GÖKMEN ERHAN

GÖKMEN ERHAN


Zeminler berbat

14 Ağustos 2018 - 14:44

2018 – 2019 sezonu Ankaragücü – Galatasaray maçıyla başlamıştıı. Sezonun bu ilk maçında seyirciler çok zevk almasa da, Sarı-Kırmızılılar istediği üç puanı üç golle almasını bildi.

Geçtiğimiz sezon Galatasaray için deplasman kabuslarıyla doluydu. Bu maçın merak edilen noktalarından biri de Sarı-Kırmızılılar’ın deplasman performansıydı. Cim-Bom istediğini almasına rağmen savunma hala geçen sene ki açıkları vermeye devam ediyor. Serdar ve Maicon birbirlerinden çok kopuklar. Özellikle Brezilyalı futbolcu hamle yapmakta epey ağır kalıyor. Olası Denayer hamlesi yavaş olan Galatasaray savunmasına sürat ve dinamizm kazandıracaktır. Tek bir stoper transferinin yetip yetmemesi soru işreti olmasına rağmen en azından bir stoper transferi şartoğluşart!

Bu maç özelinde Garry Rodrigues’in performansı bende soru işareti yarattı. Henry henüz hazır olmamasına ve uyumlu gözükmemesine rağmen anlık patlamalarıyla Garry’nin önünde gözüktü. Umarım Garry toparlar ve geçen sezonki performansını kısa zamanda yakalar.

Gelelim orta saha ve forvete. Kesinlikle oyunu iki yönlü oynayabilen bir 8 numara gerekiyor bu çok net! Fernando ve Donk,’un çok eleştirilen Topal-Josef ikilisinden farkı yok. Keza hücum alanının her yerinde oynayan bir forvet olmazsa olmaz. Bu bahsettiğim transferler gerçekleşmezse Süper Lig bir şekilde idare edilir ama Şampiyonlar Ligi’nde rakiplerin affı olmaz. Uzun zamandır Şampiyonlar Ligi’ne hasret kalan taraftarın da bu sezon en büyük motivasyonu Avrupa olacaktır. Kaldı ki Fatih Terim’in de en büyük motivasyonun şüphesiz Şampiyonlar Ligi olduğu bir gerçek.

XXX

Takım genel olarak kötü görüntü verse de, bunun daha sezon başı olduğu unutulmamalı. Bu derenin altından çok sular akar. İlk haftalar zordur ve bu haftalarda ne kadar az puan kaybedilirse takımın ve taraftarın özgüveni o kadar yükselecektir.. Geçen sezon olduğu gibi bu sezon da özellikle Sami Yen’deki maçlarda, taraftarın takımın itici gücü olması ve maçı hiç bırakmaması çok önemli.

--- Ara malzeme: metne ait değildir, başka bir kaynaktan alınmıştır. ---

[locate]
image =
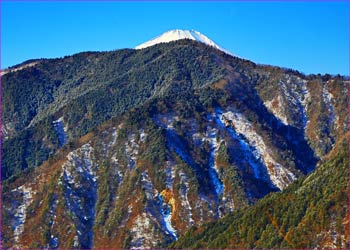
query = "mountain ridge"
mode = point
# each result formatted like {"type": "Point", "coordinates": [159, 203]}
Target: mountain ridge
{"type": "Point", "coordinates": [149, 151]}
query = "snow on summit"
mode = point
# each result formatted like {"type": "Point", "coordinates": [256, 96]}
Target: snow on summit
{"type": "Point", "coordinates": [174, 35]}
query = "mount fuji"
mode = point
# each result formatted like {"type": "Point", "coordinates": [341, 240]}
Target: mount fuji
{"type": "Point", "coordinates": [177, 34]}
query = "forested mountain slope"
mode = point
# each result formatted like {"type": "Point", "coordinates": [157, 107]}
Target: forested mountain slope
{"type": "Point", "coordinates": [131, 148]}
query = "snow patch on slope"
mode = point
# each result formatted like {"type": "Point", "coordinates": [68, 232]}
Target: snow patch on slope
{"type": "Point", "coordinates": [292, 97]}
{"type": "Point", "coordinates": [142, 233]}
{"type": "Point", "coordinates": [183, 191]}
{"type": "Point", "coordinates": [80, 192]}
{"type": "Point", "coordinates": [61, 131]}
{"type": "Point", "coordinates": [213, 169]}
{"type": "Point", "coordinates": [174, 35]}
{"type": "Point", "coordinates": [21, 211]}
{"type": "Point", "coordinates": [279, 175]}
{"type": "Point", "coordinates": [328, 97]}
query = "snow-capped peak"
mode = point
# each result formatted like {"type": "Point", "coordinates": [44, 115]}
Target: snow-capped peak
{"type": "Point", "coordinates": [173, 35]}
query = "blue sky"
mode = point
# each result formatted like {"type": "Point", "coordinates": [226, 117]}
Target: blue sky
{"type": "Point", "coordinates": [312, 37]}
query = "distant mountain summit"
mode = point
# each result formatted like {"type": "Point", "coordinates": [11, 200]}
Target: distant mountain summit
{"type": "Point", "coordinates": [174, 35]}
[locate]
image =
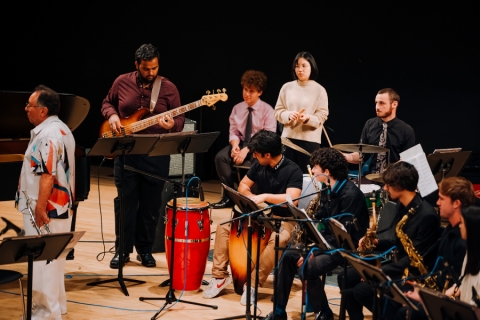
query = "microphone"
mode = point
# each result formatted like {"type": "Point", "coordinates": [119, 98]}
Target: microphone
{"type": "Point", "coordinates": [475, 297]}
{"type": "Point", "coordinates": [452, 273]}
{"type": "Point", "coordinates": [11, 226]}
{"type": "Point", "coordinates": [200, 191]}
{"type": "Point", "coordinates": [328, 184]}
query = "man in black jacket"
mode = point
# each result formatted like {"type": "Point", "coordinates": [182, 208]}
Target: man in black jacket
{"type": "Point", "coordinates": [421, 227]}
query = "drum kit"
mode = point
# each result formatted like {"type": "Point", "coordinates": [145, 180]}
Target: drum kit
{"type": "Point", "coordinates": [369, 190]}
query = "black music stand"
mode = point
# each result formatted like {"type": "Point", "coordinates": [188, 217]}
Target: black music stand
{"type": "Point", "coordinates": [247, 206]}
{"type": "Point", "coordinates": [441, 307]}
{"type": "Point", "coordinates": [450, 164]}
{"type": "Point", "coordinates": [184, 142]}
{"type": "Point", "coordinates": [313, 235]}
{"type": "Point", "coordinates": [383, 285]}
{"type": "Point", "coordinates": [34, 248]}
{"type": "Point", "coordinates": [135, 144]}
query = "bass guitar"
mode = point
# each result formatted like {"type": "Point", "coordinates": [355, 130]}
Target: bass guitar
{"type": "Point", "coordinates": [133, 123]}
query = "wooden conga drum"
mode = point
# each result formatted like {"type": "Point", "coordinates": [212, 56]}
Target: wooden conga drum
{"type": "Point", "coordinates": [237, 248]}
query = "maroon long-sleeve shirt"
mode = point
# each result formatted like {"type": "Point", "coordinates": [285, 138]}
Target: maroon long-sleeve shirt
{"type": "Point", "coordinates": [127, 96]}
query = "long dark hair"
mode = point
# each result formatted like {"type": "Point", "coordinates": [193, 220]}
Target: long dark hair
{"type": "Point", "coordinates": [471, 217]}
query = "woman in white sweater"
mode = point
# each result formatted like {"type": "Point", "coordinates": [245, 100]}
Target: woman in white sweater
{"type": "Point", "coordinates": [302, 108]}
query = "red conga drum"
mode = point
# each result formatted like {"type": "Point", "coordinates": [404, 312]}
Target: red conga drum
{"type": "Point", "coordinates": [237, 248]}
{"type": "Point", "coordinates": [192, 242]}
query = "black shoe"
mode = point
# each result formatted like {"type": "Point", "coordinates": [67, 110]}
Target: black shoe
{"type": "Point", "coordinates": [147, 260]}
{"type": "Point", "coordinates": [273, 316]}
{"type": "Point", "coordinates": [114, 261]}
{"type": "Point", "coordinates": [324, 316]}
{"type": "Point", "coordinates": [224, 203]}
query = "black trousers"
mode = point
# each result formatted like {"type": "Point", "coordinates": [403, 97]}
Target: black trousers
{"type": "Point", "coordinates": [142, 199]}
{"type": "Point", "coordinates": [316, 267]}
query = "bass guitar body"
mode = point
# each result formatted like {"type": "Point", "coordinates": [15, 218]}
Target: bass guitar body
{"type": "Point", "coordinates": [126, 123]}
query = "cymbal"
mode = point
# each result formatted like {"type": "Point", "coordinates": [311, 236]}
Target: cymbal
{"type": "Point", "coordinates": [366, 148]}
{"type": "Point", "coordinates": [292, 145]}
{"type": "Point", "coordinates": [375, 177]}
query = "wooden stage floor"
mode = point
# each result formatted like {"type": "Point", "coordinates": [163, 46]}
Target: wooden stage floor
{"type": "Point", "coordinates": [107, 301]}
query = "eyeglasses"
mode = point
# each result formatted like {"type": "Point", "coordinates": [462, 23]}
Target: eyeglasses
{"type": "Point", "coordinates": [27, 105]}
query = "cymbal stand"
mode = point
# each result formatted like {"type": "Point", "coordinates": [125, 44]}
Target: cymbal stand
{"type": "Point", "coordinates": [360, 166]}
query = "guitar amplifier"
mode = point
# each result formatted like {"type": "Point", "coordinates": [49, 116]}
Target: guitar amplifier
{"type": "Point", "coordinates": [176, 159]}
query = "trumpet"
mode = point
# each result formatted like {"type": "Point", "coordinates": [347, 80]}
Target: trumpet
{"type": "Point", "coordinates": [32, 216]}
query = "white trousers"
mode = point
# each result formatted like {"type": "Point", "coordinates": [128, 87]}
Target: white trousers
{"type": "Point", "coordinates": [48, 287]}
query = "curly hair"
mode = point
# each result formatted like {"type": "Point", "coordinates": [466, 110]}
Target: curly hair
{"type": "Point", "coordinates": [458, 188]}
{"type": "Point", "coordinates": [401, 176]}
{"type": "Point", "coordinates": [256, 79]}
{"type": "Point", "coordinates": [331, 159]}
{"type": "Point", "coordinates": [146, 52]}
{"type": "Point", "coordinates": [48, 99]}
{"type": "Point", "coordinates": [265, 141]}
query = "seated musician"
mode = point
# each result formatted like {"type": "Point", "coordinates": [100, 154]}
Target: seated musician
{"type": "Point", "coordinates": [274, 176]}
{"type": "Point", "coordinates": [262, 117]}
{"type": "Point", "coordinates": [421, 227]}
{"type": "Point", "coordinates": [455, 193]}
{"type": "Point", "coordinates": [385, 130]}
{"type": "Point", "coordinates": [332, 168]}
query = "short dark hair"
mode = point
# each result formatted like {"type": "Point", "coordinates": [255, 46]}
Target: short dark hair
{"type": "Point", "coordinates": [471, 217]}
{"type": "Point", "coordinates": [256, 79]}
{"type": "Point", "coordinates": [313, 65]}
{"type": "Point", "coordinates": [392, 94]}
{"type": "Point", "coordinates": [331, 159]}
{"type": "Point", "coordinates": [401, 176]}
{"type": "Point", "coordinates": [48, 99]}
{"type": "Point", "coordinates": [458, 188]}
{"type": "Point", "coordinates": [146, 52]}
{"type": "Point", "coordinates": [265, 141]}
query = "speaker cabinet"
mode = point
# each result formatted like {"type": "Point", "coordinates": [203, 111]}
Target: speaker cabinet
{"type": "Point", "coordinates": [176, 159]}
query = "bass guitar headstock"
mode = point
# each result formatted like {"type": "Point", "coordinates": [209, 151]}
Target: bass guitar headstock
{"type": "Point", "coordinates": [211, 99]}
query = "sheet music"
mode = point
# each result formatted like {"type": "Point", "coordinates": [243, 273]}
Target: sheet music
{"type": "Point", "coordinates": [416, 157]}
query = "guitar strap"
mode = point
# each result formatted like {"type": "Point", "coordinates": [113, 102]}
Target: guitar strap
{"type": "Point", "coordinates": [155, 92]}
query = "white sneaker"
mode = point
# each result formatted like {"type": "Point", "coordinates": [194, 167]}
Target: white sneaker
{"type": "Point", "coordinates": [243, 300]}
{"type": "Point", "coordinates": [215, 286]}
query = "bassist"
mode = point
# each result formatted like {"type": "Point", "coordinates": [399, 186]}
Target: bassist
{"type": "Point", "coordinates": [130, 92]}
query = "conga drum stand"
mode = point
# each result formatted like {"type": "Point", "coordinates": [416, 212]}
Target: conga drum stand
{"type": "Point", "coordinates": [185, 142]}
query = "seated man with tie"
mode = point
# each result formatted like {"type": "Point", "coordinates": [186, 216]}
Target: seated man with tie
{"type": "Point", "coordinates": [247, 117]}
{"type": "Point", "coordinates": [387, 131]}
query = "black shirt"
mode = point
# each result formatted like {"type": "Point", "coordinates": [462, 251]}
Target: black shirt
{"type": "Point", "coordinates": [345, 197]}
{"type": "Point", "coordinates": [286, 174]}
{"type": "Point", "coordinates": [422, 228]}
{"type": "Point", "coordinates": [400, 137]}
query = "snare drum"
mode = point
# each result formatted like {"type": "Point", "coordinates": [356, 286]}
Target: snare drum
{"type": "Point", "coordinates": [237, 248]}
{"type": "Point", "coordinates": [192, 242]}
{"type": "Point", "coordinates": [367, 190]}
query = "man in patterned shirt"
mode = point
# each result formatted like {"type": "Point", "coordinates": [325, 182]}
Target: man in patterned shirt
{"type": "Point", "coordinates": [47, 177]}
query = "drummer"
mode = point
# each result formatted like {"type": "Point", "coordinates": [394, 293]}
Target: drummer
{"type": "Point", "coordinates": [274, 176]}
{"type": "Point", "coordinates": [387, 131]}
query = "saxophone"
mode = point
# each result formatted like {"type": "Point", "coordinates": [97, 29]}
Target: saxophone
{"type": "Point", "coordinates": [371, 234]}
{"type": "Point", "coordinates": [311, 209]}
{"type": "Point", "coordinates": [313, 204]}
{"type": "Point", "coordinates": [416, 259]}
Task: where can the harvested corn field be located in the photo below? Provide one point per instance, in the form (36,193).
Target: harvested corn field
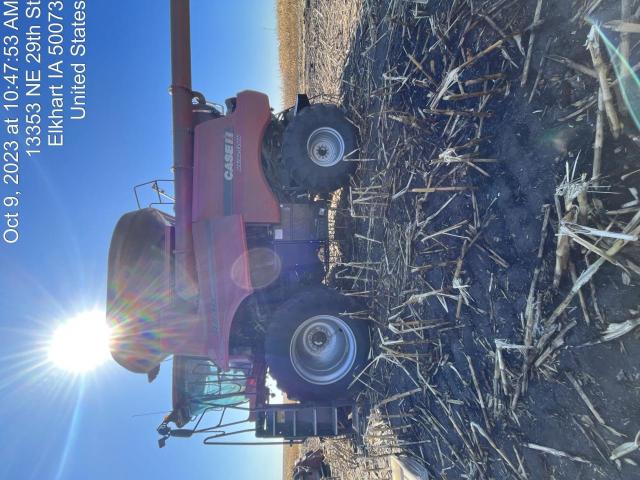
(494,221)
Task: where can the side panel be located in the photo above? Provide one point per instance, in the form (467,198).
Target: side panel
(228,177)
(223,273)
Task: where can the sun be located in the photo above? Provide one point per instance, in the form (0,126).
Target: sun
(81,343)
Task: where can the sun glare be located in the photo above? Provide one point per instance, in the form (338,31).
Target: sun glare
(81,343)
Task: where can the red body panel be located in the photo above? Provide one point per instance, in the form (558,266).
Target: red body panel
(222,264)
(228,177)
(230,189)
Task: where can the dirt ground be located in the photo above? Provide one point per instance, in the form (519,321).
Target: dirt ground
(472,193)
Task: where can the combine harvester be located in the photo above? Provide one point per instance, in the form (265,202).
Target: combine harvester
(231,285)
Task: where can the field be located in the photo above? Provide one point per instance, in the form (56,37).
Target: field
(494,223)
(289,46)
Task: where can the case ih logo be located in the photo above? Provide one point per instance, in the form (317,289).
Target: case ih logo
(228,155)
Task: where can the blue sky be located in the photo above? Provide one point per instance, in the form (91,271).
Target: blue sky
(55,426)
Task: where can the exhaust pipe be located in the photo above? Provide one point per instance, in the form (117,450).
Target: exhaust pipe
(183,135)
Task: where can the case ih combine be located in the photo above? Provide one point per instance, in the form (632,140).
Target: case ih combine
(230,285)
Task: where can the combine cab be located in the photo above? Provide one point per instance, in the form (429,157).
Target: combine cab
(230,284)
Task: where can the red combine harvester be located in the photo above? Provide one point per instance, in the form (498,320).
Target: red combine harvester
(231,284)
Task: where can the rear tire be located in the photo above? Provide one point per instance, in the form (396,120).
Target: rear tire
(312,349)
(314,145)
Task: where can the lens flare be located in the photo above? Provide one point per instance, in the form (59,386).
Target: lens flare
(80,344)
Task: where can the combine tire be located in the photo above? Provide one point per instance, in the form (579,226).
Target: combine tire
(314,146)
(312,349)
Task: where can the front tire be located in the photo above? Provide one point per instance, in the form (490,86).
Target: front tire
(313,350)
(314,145)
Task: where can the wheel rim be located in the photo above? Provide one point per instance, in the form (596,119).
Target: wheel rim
(323,349)
(325,147)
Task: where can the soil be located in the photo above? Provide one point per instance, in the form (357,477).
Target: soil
(386,94)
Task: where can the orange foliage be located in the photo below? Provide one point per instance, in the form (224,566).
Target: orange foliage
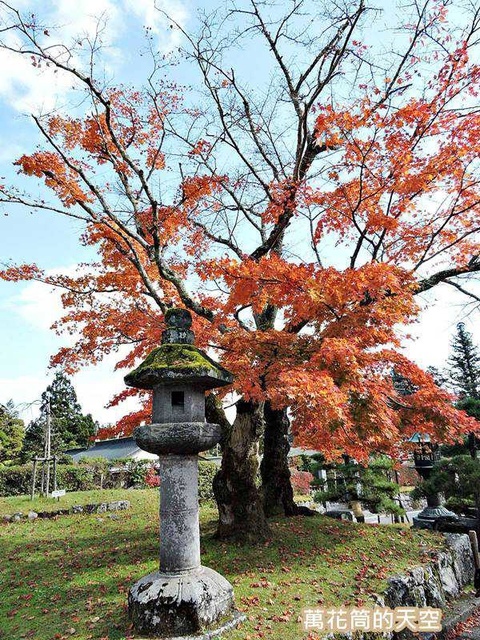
(401,193)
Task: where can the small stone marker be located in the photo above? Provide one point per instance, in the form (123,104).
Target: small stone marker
(183,597)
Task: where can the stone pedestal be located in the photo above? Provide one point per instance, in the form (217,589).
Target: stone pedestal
(182,599)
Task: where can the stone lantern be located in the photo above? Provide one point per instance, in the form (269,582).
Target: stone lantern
(425,454)
(182,598)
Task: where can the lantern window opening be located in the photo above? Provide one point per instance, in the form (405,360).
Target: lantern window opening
(178,399)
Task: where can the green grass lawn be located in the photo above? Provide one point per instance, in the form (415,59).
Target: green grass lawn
(69,577)
(23,504)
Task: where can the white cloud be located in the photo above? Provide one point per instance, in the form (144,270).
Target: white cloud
(39,306)
(31,89)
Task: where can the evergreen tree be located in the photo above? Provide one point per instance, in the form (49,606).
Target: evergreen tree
(464,364)
(370,485)
(12,431)
(70,428)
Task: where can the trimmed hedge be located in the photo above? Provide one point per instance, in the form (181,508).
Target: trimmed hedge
(17,480)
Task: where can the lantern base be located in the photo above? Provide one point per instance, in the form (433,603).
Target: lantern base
(178,606)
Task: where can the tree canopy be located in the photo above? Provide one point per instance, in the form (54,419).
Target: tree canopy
(302,219)
(464,364)
(12,431)
(70,428)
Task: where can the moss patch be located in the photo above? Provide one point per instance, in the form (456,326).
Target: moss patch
(176,362)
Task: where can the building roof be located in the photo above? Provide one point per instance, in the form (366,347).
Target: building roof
(109,449)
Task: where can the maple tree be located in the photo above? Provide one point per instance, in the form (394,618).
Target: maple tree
(305,219)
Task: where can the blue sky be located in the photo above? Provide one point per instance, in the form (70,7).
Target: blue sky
(27,310)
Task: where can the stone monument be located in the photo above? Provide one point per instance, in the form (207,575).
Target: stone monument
(183,597)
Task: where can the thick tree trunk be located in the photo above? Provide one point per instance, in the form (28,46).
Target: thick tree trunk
(235,488)
(276,486)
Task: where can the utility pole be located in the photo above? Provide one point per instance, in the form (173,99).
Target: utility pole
(48,438)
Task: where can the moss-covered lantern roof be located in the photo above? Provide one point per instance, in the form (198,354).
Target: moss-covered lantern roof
(178,360)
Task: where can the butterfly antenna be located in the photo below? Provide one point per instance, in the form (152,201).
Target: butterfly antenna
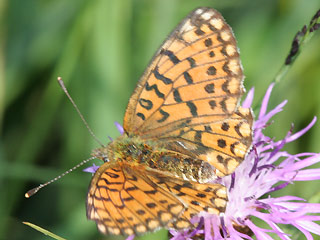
(61,83)
(36,189)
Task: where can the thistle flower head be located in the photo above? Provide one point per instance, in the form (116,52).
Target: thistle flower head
(252,182)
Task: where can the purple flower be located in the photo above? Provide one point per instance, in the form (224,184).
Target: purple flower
(257,176)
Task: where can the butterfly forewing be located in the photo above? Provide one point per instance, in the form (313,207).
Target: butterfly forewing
(186,105)
(189,94)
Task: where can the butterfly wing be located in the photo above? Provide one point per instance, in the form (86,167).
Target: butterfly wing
(125,200)
(190,92)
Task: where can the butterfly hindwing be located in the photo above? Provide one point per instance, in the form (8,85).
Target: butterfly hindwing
(125,200)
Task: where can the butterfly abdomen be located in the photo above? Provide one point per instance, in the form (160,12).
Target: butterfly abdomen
(137,152)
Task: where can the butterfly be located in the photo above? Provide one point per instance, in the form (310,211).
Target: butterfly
(183,129)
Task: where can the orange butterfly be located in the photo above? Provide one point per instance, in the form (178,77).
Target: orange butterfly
(183,129)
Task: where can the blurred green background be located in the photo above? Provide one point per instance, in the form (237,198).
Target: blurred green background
(100,48)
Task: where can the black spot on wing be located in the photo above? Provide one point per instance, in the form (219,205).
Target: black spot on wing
(193,108)
(164,114)
(156,90)
(161,77)
(173,58)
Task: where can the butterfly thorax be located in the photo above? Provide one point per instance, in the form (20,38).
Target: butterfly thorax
(149,154)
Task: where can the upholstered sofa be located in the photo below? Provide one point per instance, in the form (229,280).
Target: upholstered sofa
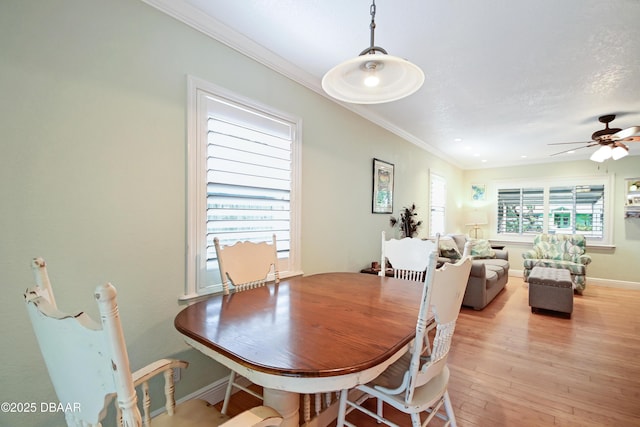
(489,272)
(566,251)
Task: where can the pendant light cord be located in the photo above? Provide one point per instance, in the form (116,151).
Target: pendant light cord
(372,49)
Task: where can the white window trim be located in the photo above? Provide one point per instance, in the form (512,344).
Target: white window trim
(196,184)
(609,204)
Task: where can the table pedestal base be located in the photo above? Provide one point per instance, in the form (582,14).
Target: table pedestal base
(286,403)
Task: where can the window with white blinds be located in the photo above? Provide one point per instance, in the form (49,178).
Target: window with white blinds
(243,182)
(520,210)
(437,205)
(577,209)
(575,206)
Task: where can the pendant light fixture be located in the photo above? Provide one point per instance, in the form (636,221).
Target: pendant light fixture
(373,77)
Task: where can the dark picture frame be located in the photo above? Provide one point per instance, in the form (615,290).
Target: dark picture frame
(383,177)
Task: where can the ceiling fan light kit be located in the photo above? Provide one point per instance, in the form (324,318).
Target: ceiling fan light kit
(610,141)
(373,77)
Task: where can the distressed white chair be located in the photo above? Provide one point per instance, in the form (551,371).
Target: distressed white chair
(89,367)
(408,257)
(245,265)
(415,384)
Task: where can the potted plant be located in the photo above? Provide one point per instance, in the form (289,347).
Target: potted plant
(407,222)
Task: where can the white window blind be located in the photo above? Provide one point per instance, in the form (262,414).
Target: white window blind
(437,203)
(248,182)
(571,205)
(243,182)
(577,209)
(520,210)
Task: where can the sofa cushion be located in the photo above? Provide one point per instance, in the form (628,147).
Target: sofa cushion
(449,249)
(497,269)
(481,248)
(574,268)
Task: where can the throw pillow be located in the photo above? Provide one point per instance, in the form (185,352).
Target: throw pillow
(449,249)
(481,248)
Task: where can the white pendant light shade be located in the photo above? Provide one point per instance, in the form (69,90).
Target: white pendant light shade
(373,79)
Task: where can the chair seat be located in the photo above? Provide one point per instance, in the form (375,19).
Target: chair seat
(424,396)
(191,413)
(198,413)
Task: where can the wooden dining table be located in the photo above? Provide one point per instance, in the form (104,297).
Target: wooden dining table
(307,334)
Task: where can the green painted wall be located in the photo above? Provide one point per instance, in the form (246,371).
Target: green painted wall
(92,174)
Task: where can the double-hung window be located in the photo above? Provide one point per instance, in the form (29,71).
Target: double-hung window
(565,206)
(243,164)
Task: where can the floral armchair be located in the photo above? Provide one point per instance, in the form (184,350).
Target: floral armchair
(559,251)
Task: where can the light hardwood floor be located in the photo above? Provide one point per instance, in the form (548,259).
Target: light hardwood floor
(510,367)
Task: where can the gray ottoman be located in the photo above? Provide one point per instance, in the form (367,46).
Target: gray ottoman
(551,289)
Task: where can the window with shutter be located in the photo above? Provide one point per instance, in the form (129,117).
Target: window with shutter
(438,203)
(243,181)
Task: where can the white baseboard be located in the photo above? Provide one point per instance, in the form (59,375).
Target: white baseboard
(594,281)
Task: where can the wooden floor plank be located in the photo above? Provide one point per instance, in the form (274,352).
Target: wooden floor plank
(510,367)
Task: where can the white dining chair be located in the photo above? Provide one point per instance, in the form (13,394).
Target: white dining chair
(89,367)
(409,256)
(245,265)
(417,384)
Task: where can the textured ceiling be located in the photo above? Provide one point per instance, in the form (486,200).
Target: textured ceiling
(503,78)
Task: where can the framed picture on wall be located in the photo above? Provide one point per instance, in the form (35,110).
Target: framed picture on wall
(382,199)
(478,191)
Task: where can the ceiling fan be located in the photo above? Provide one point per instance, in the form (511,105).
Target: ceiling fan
(612,141)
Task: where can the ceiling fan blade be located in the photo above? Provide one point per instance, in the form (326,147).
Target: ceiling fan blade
(574,149)
(625,133)
(576,142)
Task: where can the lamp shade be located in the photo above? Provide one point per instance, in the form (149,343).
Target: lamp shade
(373,79)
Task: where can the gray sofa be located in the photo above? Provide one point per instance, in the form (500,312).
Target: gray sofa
(489,272)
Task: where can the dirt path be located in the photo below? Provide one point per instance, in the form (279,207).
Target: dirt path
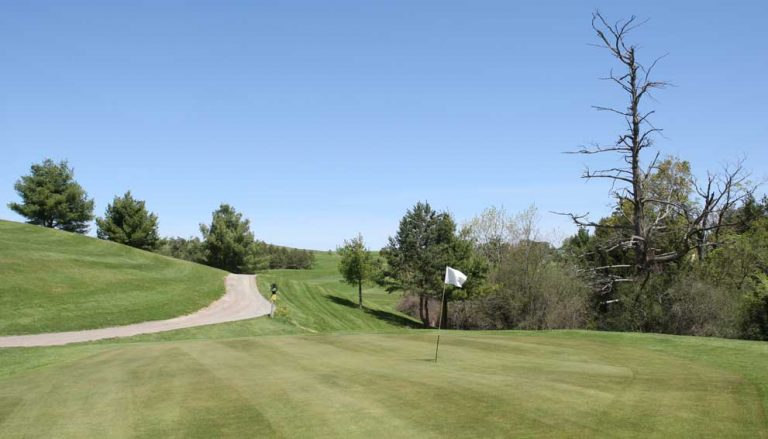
(241,301)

Bunun ne kadar kıymetli olduğu 2017 – 2018 sezonunda  görüldü. Parola içeride kazan dışarıda kaybetme olmalı.

Biz taraftarlar olarak sürekli transfer isteriz ve istiyoruz. Tabi bunu isterken gerçekçi olmak ve kulüplerin durumunu da düşünmek kaçınılmaz. Bugün yapılan hesapsız harcamalar iki sene sonra mali anlamada hüsrana dönüşebiliyor. Bu sebepten kendi değerlerimizi, gençlerimizi de hiçe saymamamız lazım. Bugün Yunus Akgün, Ozan Kabak, Celil Yüksel gibi gençleri oynatmak, parlatmak,  değer kazandırmak yapılacak olası transferlerden daha değerlidir. Bu gençlere hepimiz sabır göstermeli ve hatta oynamaları için mutlaka teşvik etmeliyiz.

Takımların yeterli performans göstermediği bir maç olsa da berbat zemin iki takım oyuncularını da etkiledi. Taraftarların, kulüplerin, sponsorların, yayıncı kuruluşun milyon dolarlar harcadığı göz önüne alınırsa, futbolcular bu zeminde top oynamayı, taraftarlar da bu zeminde maçı izlemeyi hak etmiyorlar. Bu duruma yayıncı kuruluş ve federasyonun mutlak suretle bir çare bulması gerekiyor. Saha bakımlarının kulüplerin insiyatifinden çıkarılıp federasyon/yayıncı kuruluş eliyle yapılması ve bakım maliyetlerinin kulüplere verilecek primlerden kesilmesi en akılcı yöntem olabilir. Avrupa’nın en büyük altıncı ligi denilen Türkiye Süper Ligi’ne bu zeminler hiç mi hiç yakışmıyor!